Right now my plan is one week of vacation per quarter, where I define a vacation as not going to the office and only lightly checking email. One week is a nice break, but it's not enough to really power down from the stress of work, so sometime early next year I'll do a 2-3 week vacation for the first time since starting End to End Training in mid 2006 with my partners Brian Knight & Steve Jones. Taking those breaks is important, and often leads to break throughs on problems, something Steve talks about in The Brainstorm Zone.

Four weeks (or more) sounds like a good bit of vacation, but it's offset by frequently travel and a good number of weekends. Would more vacation help? Be appropriate? Not sure I know the answer to that yet. I do know that without the vacation I get into deeper ruts than I should, and start to lose the long range thinking that makes the difference.

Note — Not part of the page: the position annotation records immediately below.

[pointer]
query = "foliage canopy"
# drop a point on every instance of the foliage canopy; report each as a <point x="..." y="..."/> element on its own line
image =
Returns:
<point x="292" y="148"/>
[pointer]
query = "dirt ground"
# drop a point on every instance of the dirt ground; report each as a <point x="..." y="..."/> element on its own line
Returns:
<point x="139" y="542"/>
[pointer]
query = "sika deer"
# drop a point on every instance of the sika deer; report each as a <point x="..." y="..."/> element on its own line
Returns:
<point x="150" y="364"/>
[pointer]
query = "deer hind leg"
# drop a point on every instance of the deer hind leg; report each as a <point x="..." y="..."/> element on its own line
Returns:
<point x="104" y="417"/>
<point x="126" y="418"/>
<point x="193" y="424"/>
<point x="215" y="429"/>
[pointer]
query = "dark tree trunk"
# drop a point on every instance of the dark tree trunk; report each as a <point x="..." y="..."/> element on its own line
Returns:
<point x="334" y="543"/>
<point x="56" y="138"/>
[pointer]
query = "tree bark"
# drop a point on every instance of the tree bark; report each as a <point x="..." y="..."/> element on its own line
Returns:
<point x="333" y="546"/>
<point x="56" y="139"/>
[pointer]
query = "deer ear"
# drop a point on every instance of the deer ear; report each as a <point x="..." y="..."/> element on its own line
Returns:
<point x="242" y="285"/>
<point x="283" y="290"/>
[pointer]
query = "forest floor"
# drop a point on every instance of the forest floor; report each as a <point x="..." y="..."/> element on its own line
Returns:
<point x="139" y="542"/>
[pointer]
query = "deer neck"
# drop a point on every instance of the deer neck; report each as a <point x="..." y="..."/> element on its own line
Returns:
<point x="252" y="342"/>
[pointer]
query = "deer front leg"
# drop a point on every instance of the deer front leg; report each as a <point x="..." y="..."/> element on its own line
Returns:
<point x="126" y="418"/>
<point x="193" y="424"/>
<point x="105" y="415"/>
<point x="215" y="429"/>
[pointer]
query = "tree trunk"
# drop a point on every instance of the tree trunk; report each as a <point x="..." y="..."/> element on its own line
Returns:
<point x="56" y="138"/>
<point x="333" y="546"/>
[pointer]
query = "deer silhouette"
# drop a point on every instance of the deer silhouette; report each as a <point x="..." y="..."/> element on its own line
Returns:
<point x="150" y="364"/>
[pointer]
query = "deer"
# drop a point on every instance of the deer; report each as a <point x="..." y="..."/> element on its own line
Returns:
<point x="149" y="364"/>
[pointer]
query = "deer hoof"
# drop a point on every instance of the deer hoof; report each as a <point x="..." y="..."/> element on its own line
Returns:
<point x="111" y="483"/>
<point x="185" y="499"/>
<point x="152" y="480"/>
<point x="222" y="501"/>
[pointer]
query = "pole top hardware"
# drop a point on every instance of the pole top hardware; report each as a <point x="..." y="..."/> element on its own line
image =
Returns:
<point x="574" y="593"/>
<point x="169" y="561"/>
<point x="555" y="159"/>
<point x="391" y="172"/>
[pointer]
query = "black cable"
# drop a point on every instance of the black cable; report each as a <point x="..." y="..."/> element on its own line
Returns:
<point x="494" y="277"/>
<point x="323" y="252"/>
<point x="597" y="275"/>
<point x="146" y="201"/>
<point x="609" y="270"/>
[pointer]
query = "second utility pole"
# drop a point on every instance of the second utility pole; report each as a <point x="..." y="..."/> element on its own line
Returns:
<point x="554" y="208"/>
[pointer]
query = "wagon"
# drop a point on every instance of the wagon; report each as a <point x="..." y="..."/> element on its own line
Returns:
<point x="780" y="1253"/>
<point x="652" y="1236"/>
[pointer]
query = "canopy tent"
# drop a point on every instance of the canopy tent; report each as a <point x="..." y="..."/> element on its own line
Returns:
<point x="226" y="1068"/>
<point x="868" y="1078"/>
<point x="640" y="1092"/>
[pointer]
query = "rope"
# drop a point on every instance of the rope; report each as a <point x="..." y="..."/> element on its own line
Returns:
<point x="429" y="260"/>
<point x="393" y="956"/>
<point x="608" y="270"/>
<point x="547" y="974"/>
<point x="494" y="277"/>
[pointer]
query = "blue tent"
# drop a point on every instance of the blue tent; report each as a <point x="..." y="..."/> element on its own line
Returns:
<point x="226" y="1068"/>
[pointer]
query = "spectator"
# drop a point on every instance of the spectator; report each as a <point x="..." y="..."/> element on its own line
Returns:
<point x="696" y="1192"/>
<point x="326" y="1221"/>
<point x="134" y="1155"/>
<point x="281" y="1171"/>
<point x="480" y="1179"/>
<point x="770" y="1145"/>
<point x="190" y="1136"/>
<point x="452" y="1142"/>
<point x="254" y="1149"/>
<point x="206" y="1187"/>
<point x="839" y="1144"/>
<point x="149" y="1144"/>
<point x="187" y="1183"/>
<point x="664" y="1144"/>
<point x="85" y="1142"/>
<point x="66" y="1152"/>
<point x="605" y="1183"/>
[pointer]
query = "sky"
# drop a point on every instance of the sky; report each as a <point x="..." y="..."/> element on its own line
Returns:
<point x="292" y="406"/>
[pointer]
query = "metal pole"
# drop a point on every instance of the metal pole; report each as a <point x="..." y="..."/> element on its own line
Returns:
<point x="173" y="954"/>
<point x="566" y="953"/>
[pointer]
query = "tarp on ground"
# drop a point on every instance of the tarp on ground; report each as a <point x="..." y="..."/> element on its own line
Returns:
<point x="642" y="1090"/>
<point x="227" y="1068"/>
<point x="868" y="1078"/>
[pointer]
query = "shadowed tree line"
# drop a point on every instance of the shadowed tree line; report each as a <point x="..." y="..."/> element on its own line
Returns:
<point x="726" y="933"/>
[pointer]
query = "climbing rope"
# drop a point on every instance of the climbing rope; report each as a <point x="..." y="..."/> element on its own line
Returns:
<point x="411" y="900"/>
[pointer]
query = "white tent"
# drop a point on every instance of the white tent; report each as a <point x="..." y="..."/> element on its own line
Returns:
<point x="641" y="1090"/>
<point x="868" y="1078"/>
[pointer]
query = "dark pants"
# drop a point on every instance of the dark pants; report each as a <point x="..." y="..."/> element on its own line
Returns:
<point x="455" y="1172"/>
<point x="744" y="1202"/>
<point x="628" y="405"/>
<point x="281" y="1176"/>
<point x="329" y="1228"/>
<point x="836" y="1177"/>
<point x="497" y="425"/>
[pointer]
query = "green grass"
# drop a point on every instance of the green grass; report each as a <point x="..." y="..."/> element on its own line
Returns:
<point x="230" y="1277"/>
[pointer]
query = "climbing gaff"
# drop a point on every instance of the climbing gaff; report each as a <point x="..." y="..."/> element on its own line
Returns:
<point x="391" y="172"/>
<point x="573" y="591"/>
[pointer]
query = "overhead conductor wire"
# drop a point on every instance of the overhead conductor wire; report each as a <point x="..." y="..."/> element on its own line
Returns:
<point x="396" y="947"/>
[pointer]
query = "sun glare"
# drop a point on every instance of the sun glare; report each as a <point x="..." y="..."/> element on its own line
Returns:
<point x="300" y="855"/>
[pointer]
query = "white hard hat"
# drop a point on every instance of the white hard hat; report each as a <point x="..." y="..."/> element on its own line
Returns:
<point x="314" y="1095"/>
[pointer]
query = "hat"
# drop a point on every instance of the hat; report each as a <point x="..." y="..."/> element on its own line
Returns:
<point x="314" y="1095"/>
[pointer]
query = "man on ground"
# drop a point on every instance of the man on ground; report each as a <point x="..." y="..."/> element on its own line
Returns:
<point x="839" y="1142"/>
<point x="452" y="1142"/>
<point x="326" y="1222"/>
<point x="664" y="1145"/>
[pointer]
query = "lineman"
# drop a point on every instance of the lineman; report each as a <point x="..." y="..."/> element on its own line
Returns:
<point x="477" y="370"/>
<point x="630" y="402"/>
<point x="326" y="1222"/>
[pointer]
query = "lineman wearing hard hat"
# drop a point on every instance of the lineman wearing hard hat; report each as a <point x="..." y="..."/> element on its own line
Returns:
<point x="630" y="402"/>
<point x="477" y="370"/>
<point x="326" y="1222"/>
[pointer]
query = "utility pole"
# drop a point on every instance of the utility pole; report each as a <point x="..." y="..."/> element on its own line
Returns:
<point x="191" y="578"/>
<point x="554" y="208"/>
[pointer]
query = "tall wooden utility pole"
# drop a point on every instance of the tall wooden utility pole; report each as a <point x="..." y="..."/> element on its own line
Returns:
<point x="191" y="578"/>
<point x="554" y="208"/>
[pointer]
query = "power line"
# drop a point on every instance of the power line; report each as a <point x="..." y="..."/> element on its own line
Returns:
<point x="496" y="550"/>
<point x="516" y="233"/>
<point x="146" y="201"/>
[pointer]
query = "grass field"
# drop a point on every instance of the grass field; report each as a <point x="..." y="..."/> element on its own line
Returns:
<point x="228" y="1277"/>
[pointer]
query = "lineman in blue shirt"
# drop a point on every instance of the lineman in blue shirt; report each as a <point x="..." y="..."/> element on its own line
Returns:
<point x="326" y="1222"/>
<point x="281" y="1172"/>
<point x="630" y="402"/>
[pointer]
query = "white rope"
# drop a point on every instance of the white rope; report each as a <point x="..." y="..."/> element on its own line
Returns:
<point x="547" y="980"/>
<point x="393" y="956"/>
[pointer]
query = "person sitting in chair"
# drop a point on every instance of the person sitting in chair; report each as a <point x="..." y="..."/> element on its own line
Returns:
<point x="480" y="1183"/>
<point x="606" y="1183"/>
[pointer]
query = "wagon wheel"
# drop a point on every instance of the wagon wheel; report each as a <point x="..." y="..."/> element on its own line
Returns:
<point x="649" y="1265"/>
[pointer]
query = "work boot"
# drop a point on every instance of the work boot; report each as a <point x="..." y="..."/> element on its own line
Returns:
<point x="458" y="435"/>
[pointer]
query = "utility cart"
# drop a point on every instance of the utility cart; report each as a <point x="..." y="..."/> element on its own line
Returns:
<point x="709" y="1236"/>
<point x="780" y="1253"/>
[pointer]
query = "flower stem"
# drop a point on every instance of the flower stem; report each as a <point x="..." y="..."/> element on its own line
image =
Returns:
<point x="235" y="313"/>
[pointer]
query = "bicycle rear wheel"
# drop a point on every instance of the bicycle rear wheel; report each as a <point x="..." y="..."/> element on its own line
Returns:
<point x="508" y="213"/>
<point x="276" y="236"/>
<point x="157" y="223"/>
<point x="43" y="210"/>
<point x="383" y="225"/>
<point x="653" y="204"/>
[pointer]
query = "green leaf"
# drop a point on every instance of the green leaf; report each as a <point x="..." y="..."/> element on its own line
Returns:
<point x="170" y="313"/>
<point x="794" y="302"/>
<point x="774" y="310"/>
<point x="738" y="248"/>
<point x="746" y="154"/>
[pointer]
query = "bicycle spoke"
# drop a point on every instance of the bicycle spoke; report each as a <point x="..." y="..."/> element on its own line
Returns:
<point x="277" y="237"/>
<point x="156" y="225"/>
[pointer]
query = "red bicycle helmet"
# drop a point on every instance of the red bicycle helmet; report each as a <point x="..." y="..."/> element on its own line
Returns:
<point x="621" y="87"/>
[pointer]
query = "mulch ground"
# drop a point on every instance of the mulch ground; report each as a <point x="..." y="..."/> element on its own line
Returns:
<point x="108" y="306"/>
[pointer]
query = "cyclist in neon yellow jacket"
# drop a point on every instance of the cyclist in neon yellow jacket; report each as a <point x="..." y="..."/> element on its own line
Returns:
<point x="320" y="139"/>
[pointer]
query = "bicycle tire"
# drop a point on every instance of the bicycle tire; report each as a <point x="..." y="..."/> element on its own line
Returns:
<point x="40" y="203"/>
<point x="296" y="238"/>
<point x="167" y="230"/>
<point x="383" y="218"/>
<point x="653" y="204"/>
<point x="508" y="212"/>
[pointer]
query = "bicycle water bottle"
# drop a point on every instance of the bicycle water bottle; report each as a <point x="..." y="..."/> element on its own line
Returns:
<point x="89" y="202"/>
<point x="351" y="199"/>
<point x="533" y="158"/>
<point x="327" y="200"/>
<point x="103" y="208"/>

I know many companies allow employees to carry over vacation, and most do, primarily as a rainy day fund if they quit/get fired/laid off. Nothing wrong with hedging a little, but it's hard on you, your family, and ultimately your employer if you go 2 years without a break just to build up the extra days. My preferred implementation is to require everyone to use or lose their vacation days each year, and to require that for those with 4 weeks or more annually, that they take 2 of those weeks consecutively. If you haven't done a two week vacation I think you'll be astounded at the difference it makes.

Think about how you use your vacations, how you spend your vacations, and use them wisely to maintain that ephemeral goal of having a good work/life balance.